Halloysite-Based Nanomotors with Embedded Palladium Nanoparticles for Selective Benzyl Alcohol Oxidation
Jian Wang, Yan Zhang, Yang Xu, Peiping Zhang, Qian Gao, Qing Liang, Wei Zhang, Wenqing Li, Ruifeng Guo, Bo Jin, Shiding Miao
Abstract
The liquid-phase oxidation benzyl alcohol using hydrogen peroxide (H2O2) as an oxidant is a promising and green strategy for manufacturing aldehydes or/and ketones. Herein palladium (Pd) nanoparticles were impregnated in lumens of halloysite nanotubes by using ionic liquid (1-(2′-hydroxylethyl)-2,3-dimethylimidazolium chloride) as directing agents.

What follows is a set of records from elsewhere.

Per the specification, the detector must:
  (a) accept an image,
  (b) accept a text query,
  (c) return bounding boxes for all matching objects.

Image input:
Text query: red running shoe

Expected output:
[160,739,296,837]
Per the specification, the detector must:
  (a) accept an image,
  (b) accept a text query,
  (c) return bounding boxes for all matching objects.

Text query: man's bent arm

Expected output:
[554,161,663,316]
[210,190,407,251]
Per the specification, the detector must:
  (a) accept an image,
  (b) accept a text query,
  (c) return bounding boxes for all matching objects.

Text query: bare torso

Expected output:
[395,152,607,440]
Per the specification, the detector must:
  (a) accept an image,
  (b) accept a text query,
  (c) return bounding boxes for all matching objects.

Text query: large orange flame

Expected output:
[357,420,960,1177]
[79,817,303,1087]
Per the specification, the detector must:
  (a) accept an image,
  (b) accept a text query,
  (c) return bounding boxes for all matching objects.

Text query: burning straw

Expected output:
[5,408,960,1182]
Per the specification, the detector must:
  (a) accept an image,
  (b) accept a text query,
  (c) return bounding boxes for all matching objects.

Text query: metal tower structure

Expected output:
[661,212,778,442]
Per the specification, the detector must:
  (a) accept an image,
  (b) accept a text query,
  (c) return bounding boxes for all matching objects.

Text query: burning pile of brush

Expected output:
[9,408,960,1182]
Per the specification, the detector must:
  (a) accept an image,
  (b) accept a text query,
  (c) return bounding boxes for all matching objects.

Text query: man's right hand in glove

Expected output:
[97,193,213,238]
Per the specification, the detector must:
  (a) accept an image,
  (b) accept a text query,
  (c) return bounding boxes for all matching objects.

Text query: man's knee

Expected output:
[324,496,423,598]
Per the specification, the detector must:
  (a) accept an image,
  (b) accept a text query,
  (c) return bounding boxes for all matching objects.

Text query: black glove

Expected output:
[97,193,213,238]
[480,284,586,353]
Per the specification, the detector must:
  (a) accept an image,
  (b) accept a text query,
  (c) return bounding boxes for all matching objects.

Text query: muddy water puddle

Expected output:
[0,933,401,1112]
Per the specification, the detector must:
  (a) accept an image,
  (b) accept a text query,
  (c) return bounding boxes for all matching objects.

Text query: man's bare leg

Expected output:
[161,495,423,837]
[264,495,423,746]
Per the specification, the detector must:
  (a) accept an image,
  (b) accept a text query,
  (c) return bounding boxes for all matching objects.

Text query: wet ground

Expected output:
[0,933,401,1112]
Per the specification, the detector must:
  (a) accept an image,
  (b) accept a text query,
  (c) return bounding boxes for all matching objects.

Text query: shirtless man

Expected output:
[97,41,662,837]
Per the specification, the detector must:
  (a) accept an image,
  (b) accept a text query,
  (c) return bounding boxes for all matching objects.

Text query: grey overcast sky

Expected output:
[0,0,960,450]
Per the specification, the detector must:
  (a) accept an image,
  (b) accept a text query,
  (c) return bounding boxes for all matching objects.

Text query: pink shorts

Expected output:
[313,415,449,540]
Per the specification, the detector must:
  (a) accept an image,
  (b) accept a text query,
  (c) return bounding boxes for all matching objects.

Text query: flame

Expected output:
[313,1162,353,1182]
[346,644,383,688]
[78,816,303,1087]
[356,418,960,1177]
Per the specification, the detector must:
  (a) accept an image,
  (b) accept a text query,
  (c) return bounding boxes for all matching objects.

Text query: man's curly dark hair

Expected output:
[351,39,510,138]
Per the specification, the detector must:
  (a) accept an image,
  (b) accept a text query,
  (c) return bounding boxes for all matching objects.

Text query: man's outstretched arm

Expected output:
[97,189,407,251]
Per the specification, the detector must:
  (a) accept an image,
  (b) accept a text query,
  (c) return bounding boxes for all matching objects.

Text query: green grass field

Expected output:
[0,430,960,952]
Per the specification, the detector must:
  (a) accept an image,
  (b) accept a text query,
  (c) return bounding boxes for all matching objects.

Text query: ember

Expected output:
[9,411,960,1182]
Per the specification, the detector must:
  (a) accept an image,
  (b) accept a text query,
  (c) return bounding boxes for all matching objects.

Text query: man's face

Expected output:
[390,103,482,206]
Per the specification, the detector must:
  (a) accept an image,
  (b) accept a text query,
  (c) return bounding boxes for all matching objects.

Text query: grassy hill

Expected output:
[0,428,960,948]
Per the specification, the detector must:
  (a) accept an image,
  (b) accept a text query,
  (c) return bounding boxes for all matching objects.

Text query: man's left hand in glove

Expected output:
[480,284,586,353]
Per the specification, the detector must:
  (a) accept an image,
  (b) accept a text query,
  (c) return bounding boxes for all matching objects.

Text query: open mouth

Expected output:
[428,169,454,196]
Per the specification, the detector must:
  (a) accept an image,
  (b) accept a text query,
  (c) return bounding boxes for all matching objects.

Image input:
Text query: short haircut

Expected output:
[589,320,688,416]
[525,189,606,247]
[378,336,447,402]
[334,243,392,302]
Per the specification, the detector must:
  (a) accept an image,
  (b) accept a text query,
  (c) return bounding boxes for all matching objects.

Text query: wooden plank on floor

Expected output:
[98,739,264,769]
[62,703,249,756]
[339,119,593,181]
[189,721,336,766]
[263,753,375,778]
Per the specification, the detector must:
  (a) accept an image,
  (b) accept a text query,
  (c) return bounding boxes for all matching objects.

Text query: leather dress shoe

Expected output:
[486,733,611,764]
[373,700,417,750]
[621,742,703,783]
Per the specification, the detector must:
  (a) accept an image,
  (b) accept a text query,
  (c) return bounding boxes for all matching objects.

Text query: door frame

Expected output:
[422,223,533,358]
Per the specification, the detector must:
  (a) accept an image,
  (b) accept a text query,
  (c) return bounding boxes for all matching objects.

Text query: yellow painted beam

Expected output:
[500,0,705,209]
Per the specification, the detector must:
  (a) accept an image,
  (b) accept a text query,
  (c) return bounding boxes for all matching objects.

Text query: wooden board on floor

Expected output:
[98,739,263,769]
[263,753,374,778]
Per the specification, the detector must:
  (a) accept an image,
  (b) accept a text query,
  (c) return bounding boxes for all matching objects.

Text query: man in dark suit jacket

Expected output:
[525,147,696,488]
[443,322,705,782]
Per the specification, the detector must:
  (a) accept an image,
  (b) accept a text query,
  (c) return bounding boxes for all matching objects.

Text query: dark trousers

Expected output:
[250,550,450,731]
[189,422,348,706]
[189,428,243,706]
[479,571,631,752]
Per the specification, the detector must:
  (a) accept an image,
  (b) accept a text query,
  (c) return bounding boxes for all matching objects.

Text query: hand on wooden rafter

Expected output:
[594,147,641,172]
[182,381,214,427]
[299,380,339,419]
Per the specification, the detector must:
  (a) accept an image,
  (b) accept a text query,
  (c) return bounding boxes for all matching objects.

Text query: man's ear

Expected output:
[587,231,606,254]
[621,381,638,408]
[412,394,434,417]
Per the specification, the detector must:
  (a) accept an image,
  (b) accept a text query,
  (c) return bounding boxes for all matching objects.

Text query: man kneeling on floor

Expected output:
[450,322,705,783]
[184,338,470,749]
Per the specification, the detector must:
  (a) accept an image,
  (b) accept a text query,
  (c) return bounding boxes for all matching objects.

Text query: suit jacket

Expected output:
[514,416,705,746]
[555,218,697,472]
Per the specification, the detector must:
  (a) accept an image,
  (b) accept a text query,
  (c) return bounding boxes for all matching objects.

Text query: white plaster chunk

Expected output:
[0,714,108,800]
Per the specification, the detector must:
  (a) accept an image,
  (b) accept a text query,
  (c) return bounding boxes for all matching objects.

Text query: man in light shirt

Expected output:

On the basis of the asymmetric scroll-like structure of halloysite and the catalytic decomposition ability of Pd toward H2O2, the prepared catalyst (Pd-IL-HNTs) exhibited powerful self-propelled movement at an average speed of 276 ± 35 μm/s in 30.0 wt % H2O2 solution. The specific interaction between nanomotors and benzyl alcohol was observed as a consequence of self-moving behavior and hydrophobic interaction introduced by ionic liquid. With the synergistic coupling of the catalytic ability and powerful movement, Pd-IL-HNTs displayed outstanding catalytic benzyl alcohol oxidation performance. Compared to other nonpropelling catalysts using lamellar clay (montmorillonite and kaolinite) as supports, such HNT-based nanomotors registered superior catalytic performance, and the TOF value of 118.1 h−1 was obtained.